Is it a fixture or chattel?

Contracts for the acquisition of property often include a clause under which the purchaser becomes entitled to any fixtures attached to the property. Generally, fixtures are those immovable objects which are considered part of the land by being fixed or attached to the land. Conversely, chattels are items of property that are moveable and do not form part of land. 

Even in the absence of an express condition in a contract, the common law is that fixtures form part of the land and are, by implication, included in any sale and purchase of land.

In determining whether an object is a fixture or a chattel the court will consider:

  1. The degree of annexation, and
  2. The purpose or object of the annexation.

Under the common law, there is the presumption that if a chattel is attached to land, then it is prima facie a fixture. The strength of this presumption will vary according to the level of attachment of the item to the land. The more attached the item, the stronger the presumption that the item is a fixture. The actual intentions of the parties may be relevant but are not conclusive.

Old cases decided by the courts are instructive, but not always completely helpful as a guide. In the case of Leigh v Taylor 1902, tapestries attached to a wall on wooden frames which were nailed were held to be chattels, not fixtures. This was because the purpose of their attachment was for enjoyment as chattels. But in the case of Re Whaley 1908, the court found tapestries to be a fixture because they were designed to improve and enhance the character of the particular room in which they were displayed. So, the purpose of annexation is a very important consideration and means that like items aren’t necessarily always treated the same way.

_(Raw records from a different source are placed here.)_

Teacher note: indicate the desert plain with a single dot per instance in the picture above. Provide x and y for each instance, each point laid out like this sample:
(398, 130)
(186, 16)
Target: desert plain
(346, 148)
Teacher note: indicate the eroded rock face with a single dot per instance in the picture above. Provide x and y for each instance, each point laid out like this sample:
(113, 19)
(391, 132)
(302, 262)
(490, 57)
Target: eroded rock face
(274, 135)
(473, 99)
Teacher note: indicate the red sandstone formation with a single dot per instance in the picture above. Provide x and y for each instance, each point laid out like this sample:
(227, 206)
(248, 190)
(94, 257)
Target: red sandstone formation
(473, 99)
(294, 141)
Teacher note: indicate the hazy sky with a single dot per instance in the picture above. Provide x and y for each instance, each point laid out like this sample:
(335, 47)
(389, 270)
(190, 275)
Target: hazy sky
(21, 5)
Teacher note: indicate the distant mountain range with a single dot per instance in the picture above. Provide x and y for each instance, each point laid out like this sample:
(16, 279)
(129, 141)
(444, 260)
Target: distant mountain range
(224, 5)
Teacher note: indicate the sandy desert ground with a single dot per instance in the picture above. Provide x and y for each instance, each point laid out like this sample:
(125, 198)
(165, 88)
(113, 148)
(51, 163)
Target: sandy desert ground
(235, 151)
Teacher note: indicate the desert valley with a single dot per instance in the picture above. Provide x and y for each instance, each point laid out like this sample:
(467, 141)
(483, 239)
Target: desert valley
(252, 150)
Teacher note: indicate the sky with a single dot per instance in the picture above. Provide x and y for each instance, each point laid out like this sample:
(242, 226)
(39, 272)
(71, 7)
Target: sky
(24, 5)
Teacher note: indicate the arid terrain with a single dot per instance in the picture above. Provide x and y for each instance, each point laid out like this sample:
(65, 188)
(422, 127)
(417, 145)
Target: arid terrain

The relevance for buyers and sellers of land

The best way to ensure certainty and avoid potential disputes when it comes to the sale or purchase of land is to consider carefully and include express terms in any contract stipulating those items that are included in the sale and purchase and expressly stipulating those items that are not included.

Good examples of items that are movable, but not easily movable, are things like billiard tables, pianos and large heavy urns, statues or sculptures. It is best to be clear in any contract about such items.

Failure to address such items expressly can lead to ambiguity, expensive disputes and potential disappointment.

The relevance for tenants

To avoid hardship for tenants, tenants can remove fixtures they annex to land during a lease. Known as “tenants’ fixtures”, subject to the express terms of the lease, a tenant has the right to remove items they attach to the land before the expiry of the lease, provided that the tenant must also make good any damage caused by the removal of such fixtures. This rule extends to trade, domestic or ornamental objects a tenant attaches to land provided the tenant did not intend to make a permanent improvement to the land. In determining whether such an intention existed, the court looks at:

  • Whether removal of the object would cause material injury to the land or cause destruction of the fixture.

Subject to any agreement contained in the lease, a tenant’s right of removal exists until the termination of the lease. If the tenant fails to remove the fixture, they “voluntarily relinquishes their claim (over the property) in favour of the landlord” (Lyde v Russell 1830). There are exceptions to this rule such as:

  1. In tenancies of uncertain duration, the tenant has a reasonable time after the termination for the lease to remove fixtures.
  2. If the leased is ended by forfeiture or surrender, the tenant may remove the fixtures where they retain a right to possession.

Obligations to remove fixtures under Lease  

Lease agreements will commonly stipulate the tenant has an obligation to remove fixtures or other alterations or additions that a tenant has made to the land during the period of the lease, before the expiry of the lease. Failure to comply with such obligations may render the tenant liable to damages (likely to be the costs incurred by the landlord to fulfill the obligation of removal themselves) or any liquidated damages stipulated in the lease in addition to surrendering the possession of any fixtures left to the landlord.